Enabling is “making excuses for someone who is hurting themselves or you, or providing the perfect environment or situation for them to do so.
That word is a slippery slope for many, and if you are someone who “enables” someone else, then you become “co-dependent.” That is, your existence is based around the behavior of the person you are enabling.
It’s exhausting just thinking about it, yet we’ve all done it in some capacity in our lives; until we realize that the outcome of “enabling” and being “co-dependent” doesn’t’ serve the one we’re enabling, but serves only the “co-dependents” need to control. I’ve found that those who “enable” have no control over their own lives’, or so they believe. They would rather control someone else’s life rather than deal with their own insecurities and lack of control. And the sad part is, they don’t even see what they’re doing as control; they see it as “love.” Yet that’s not love. Controlling someone is not love. Enabling someone to hurt themselves or other’s is not love. It’s their insecurity and lack of control.
You can enable an alcoholic or drug addict by making excuses for them, giving reasons for their addiction, and without realizing that you are giving them exactly what they need to use or abuse. It may make you feel more comfortable, yet is the most damaging and hurtful behavior to them.They can only begin recovery when you stop enabling and allow the to be accountable for themselves.
You enable an abusive partner or spouse by making excuses as to why you’re bruised, why your self-esteem is but a foreign concept, and why you deserved to be abused. You’re not helping the abuser to stop, but merely giving him the license and free will to do so. It’s only when you get strong and secure within yourself that you’re able to break free and control YOUR behavior, not theirs.
It’s not until you are faced with the ultimate decision: enable the behavior or disable your control. And the truth is, no enabler really has control over the enabled; you just give them a comfort zone of knowing you’ve allowed their destructive behavior to be okay.

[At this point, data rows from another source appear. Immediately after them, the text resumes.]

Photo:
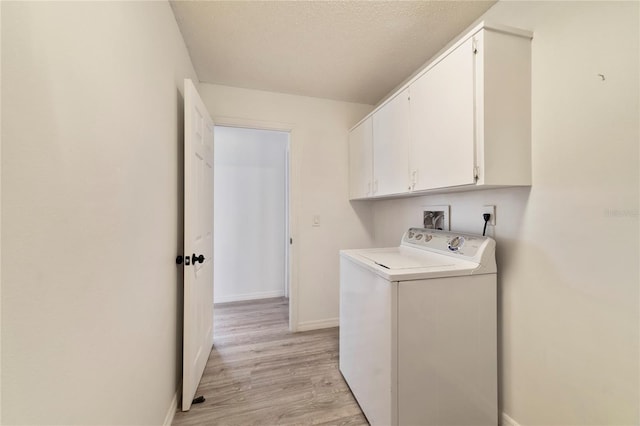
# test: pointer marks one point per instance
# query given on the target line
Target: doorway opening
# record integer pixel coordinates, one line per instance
(252, 236)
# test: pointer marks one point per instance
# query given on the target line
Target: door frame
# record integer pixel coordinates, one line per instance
(293, 196)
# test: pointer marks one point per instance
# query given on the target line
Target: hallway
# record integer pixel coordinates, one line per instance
(260, 373)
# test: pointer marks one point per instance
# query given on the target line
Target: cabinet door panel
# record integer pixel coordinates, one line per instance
(360, 160)
(442, 122)
(391, 146)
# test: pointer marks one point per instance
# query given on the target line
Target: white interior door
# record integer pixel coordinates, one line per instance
(198, 241)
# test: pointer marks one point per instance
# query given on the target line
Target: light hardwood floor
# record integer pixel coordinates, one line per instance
(261, 374)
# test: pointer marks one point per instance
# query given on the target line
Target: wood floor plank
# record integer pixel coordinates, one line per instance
(259, 373)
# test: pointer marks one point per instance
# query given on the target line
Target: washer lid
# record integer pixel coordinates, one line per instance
(394, 259)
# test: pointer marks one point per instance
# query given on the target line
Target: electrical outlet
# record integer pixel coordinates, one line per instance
(492, 211)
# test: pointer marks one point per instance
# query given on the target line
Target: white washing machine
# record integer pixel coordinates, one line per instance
(418, 329)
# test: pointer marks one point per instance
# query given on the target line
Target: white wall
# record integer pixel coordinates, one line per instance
(91, 201)
(568, 246)
(249, 213)
(319, 187)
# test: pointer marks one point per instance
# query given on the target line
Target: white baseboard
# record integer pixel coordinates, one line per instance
(317, 325)
(505, 420)
(247, 296)
(171, 412)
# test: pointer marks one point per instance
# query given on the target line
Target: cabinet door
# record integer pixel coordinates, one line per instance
(361, 160)
(442, 123)
(391, 146)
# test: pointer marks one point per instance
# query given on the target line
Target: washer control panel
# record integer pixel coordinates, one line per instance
(443, 241)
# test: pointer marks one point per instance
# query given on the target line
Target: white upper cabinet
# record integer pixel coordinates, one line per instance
(441, 123)
(462, 123)
(391, 146)
(361, 160)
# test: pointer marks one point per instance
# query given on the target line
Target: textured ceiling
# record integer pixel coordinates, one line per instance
(355, 51)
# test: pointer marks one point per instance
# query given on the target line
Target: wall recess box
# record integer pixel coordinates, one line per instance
(492, 211)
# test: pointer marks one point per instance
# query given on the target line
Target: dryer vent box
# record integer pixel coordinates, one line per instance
(435, 217)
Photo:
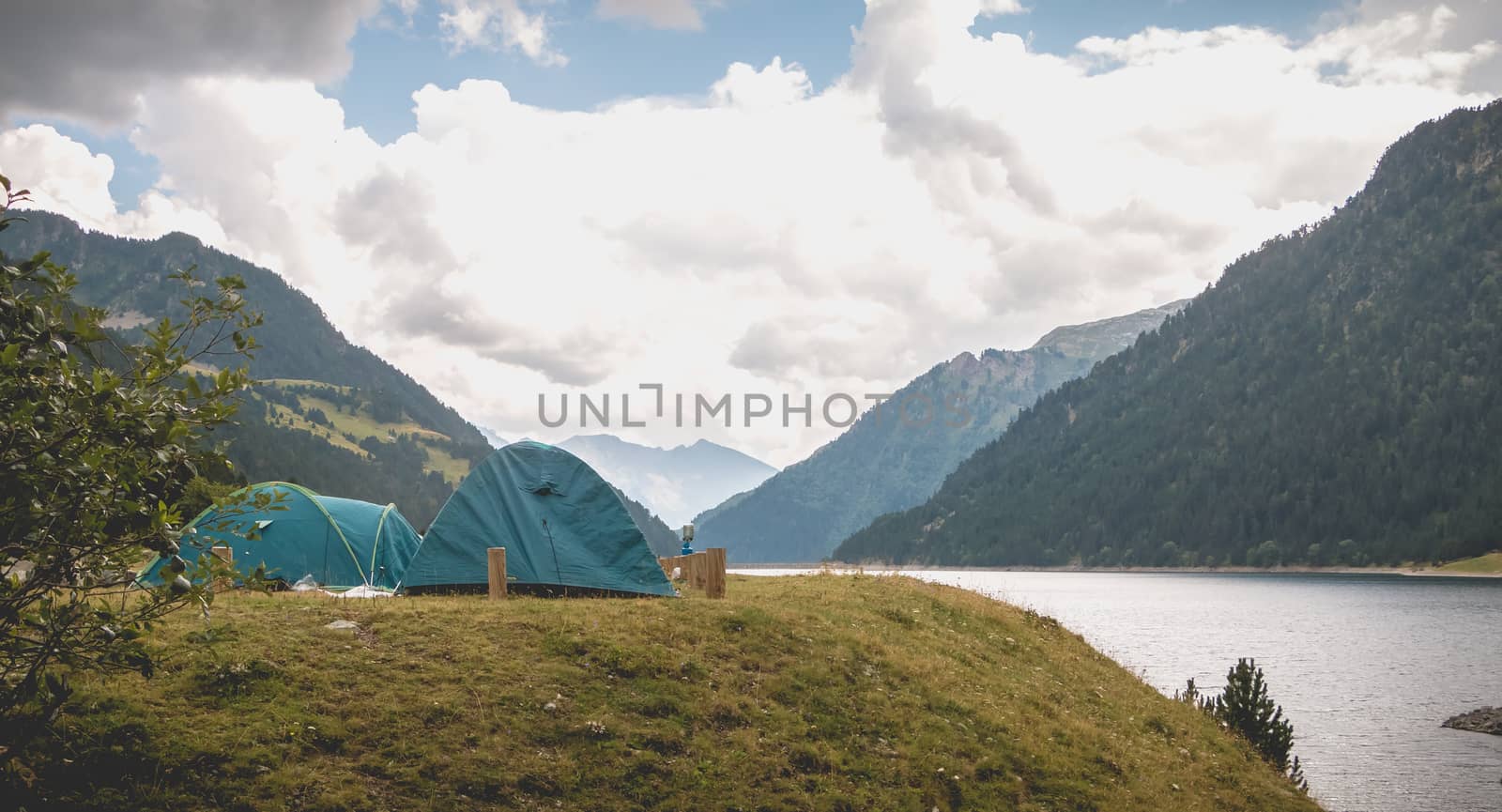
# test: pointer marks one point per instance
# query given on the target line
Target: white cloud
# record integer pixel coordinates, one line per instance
(951, 192)
(64, 176)
(90, 60)
(660, 14)
(498, 24)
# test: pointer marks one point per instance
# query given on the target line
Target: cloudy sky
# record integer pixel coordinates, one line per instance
(513, 198)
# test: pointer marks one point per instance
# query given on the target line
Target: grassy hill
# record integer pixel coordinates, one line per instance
(1477, 564)
(803, 692)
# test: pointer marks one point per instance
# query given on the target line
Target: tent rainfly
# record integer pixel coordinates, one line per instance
(560, 523)
(340, 542)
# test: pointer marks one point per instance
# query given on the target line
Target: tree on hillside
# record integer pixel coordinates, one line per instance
(1246, 709)
(98, 443)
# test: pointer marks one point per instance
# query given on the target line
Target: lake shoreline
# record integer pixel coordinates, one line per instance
(1417, 572)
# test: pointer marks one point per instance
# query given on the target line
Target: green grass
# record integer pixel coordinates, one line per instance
(1489, 563)
(800, 692)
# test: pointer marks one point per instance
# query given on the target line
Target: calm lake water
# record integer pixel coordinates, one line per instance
(1364, 666)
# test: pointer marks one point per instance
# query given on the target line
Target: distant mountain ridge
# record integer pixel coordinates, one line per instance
(675, 483)
(1336, 398)
(332, 415)
(883, 463)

It’s hard to let someone you love make a mistake or willingly harm themselves, yet it has to be their choice and, ultimately, their decision to stop the destructive behavior. You can say all the right things, do all the right things, and want all the right things, yet that doesn’t make it so. You have to “love them enough to let them go.” Love them enough to make their own mistakes and learn from them. Love them enough to learn to control their own behavior. Love them enough to let them learn to love themselves.
“Enabling” someone will not solve their problem; it will make their problem worse.
You have to ask yourself: Do I want to enable their behavior or disable my control?.
And in your heart you already know the right answer.